SB 760 didn’t make it into law, but Wiener authored another bill in 2019, SB 127, the Complete Streets Bill. This new bill didn’t create a separate division at Caltrans, but it required the agency to consider adding Complete Streets elements whenever it planned a repaving project. CalBike and our allies and supporters campaigned hard for the Complete Streets Bill and got it through the legislature with high hopes the governor would sign it.
But Governor Gavin Newsom vetoed the Complete Streets bill, saying it was unnecessary because Caltrans already had a Complete Streets policy and didn’t need legislation to build Complete Streets. Four years after that veto, CalBike is surveying people around California and reviewing Caltrans records to learn whether the governor was right.
Caltrans progress on Complete Streets
At the time Governor Newsom vetoed the Complete Streets Bill, Caltrans had a new leader, Toks Omishakin, who took Complete Streets seriously, overseeing a $100 million set aside in the State Highway Operation and Protection Program (SHOPP) budget for Complete Streets elements.
In 2021, Caltrans significantly improved its internal Complete Streets policy (DP-37). Specifically, it directed that “all transportation projects funded or overseen by Caltrans will provide comfortable, convenient, and connected complete streets facilities for people walking, biking, and taking transit or passenger rail unless an exception is documented and approved.” However, without codifying this internal policy into state law, the improvement is divorced from any real accountability.
In 2022, the agency developed two implementation tools to honor its ambitious changes. Caltrans District-wide Active Transportation Plans (CAT Plans) chartered the course for district change, while headquarters released its Complete Streets Action Plan to track its progress.
Out of these efforts, Caltrans implemented a Complete Streets review process for its projects to evaluate whether a road segment includes people biking and walking and, if it does, what Complete Streets improvements could be included in the project. However, this process lacks one thing the Complete Streets Bill would have mandated: transparency. The bill would have required Caltrans to justify its decision when it didn’t include Complete Streets features and to hold a public hearing. Instead, Caltrans buries its process in long and complex documents that aren’t publicly available.

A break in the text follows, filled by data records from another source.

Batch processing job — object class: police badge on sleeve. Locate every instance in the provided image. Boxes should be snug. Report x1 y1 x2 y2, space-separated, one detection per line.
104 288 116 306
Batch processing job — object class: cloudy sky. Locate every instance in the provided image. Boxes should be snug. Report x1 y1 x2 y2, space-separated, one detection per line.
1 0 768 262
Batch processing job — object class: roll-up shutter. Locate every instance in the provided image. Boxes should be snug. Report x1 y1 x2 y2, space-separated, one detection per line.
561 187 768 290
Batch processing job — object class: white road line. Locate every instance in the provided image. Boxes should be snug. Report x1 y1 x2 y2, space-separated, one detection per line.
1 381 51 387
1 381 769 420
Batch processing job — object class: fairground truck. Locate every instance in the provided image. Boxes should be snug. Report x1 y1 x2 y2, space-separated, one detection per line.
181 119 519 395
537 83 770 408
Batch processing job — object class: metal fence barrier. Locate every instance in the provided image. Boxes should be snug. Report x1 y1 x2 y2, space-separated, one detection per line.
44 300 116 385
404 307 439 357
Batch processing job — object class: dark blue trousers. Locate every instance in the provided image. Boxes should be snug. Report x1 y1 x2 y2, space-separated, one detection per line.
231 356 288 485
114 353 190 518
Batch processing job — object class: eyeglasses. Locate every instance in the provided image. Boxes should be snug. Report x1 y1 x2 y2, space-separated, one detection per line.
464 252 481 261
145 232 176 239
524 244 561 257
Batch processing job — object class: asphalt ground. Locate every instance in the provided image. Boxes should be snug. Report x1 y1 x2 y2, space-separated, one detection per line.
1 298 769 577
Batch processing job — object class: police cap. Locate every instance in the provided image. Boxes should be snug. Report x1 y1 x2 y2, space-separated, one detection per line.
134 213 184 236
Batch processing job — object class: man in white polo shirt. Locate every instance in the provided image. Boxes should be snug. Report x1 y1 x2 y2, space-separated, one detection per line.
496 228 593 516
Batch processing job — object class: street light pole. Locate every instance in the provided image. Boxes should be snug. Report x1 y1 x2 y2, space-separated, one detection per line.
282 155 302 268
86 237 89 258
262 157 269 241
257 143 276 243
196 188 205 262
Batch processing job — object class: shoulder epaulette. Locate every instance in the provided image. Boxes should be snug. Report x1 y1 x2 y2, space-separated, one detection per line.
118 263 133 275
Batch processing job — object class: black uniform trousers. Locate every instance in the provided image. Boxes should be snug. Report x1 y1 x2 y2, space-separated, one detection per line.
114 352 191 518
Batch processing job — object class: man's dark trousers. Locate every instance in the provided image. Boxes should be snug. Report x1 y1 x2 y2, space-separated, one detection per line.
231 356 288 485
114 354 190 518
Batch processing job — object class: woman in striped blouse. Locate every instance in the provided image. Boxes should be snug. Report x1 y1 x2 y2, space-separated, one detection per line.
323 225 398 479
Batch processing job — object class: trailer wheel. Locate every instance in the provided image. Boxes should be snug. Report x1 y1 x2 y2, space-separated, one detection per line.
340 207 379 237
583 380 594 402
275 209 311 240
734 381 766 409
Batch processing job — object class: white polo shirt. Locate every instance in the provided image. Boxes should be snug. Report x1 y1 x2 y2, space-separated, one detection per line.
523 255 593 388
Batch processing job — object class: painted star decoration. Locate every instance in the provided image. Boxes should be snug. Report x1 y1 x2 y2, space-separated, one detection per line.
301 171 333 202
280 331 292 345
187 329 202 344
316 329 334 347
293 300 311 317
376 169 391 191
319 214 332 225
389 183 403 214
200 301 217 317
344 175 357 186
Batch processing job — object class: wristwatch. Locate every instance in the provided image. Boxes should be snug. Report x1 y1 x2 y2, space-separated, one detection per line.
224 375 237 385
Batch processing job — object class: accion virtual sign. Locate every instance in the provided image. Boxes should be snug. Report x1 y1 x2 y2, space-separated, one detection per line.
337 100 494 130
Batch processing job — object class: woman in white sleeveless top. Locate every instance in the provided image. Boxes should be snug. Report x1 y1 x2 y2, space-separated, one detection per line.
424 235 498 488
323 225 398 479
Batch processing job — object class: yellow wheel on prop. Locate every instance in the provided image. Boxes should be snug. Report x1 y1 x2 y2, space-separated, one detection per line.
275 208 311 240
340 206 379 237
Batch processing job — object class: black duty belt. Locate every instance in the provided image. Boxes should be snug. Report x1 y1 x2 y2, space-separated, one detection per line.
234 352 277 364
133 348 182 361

What’s next for Complete Streets
CalBike made a public records request and has received several hundred Caltrans planning documents that include Complete Streets decision forms. We’re reviewing them to understand the trends at the agency and whether it’s acting in the best interests of the citizens of California to make active transportation safer and more accessible. We also conducted a statewide survey to get feedback on the safety of state routes from people who bike and walk on them. We expect to share our data over the next few months as part of a renewed Complete Streets Campaign.
We are also working with legislative champions and our allies to introduce real mandates and accountability. We appreciate our elected leaders who continue to prioritize making our fastest roadways safe for people who get around by bike or on foot.
Caltrans was originally the Department of Highways, and changing the culture of freeway-building that’s ingrained at the agency is not quick or easy. It is, however, imperative. Recently, scientists warned that we have just six years before the Earth reaches the 1.5 degrees Celsius of warming considered to be the threshold we shouldn’t pass.
We must change our transportation patterns now if we’re serious about combating climate change. And that means changing California’s department of highways, freeway-building, smog creation, and traffic inducement into the department of low- and no-carbon transportation, active mobility, public transportation, connection, health, and joy. At CalBike, we’re pushing hard to make that transition a reality.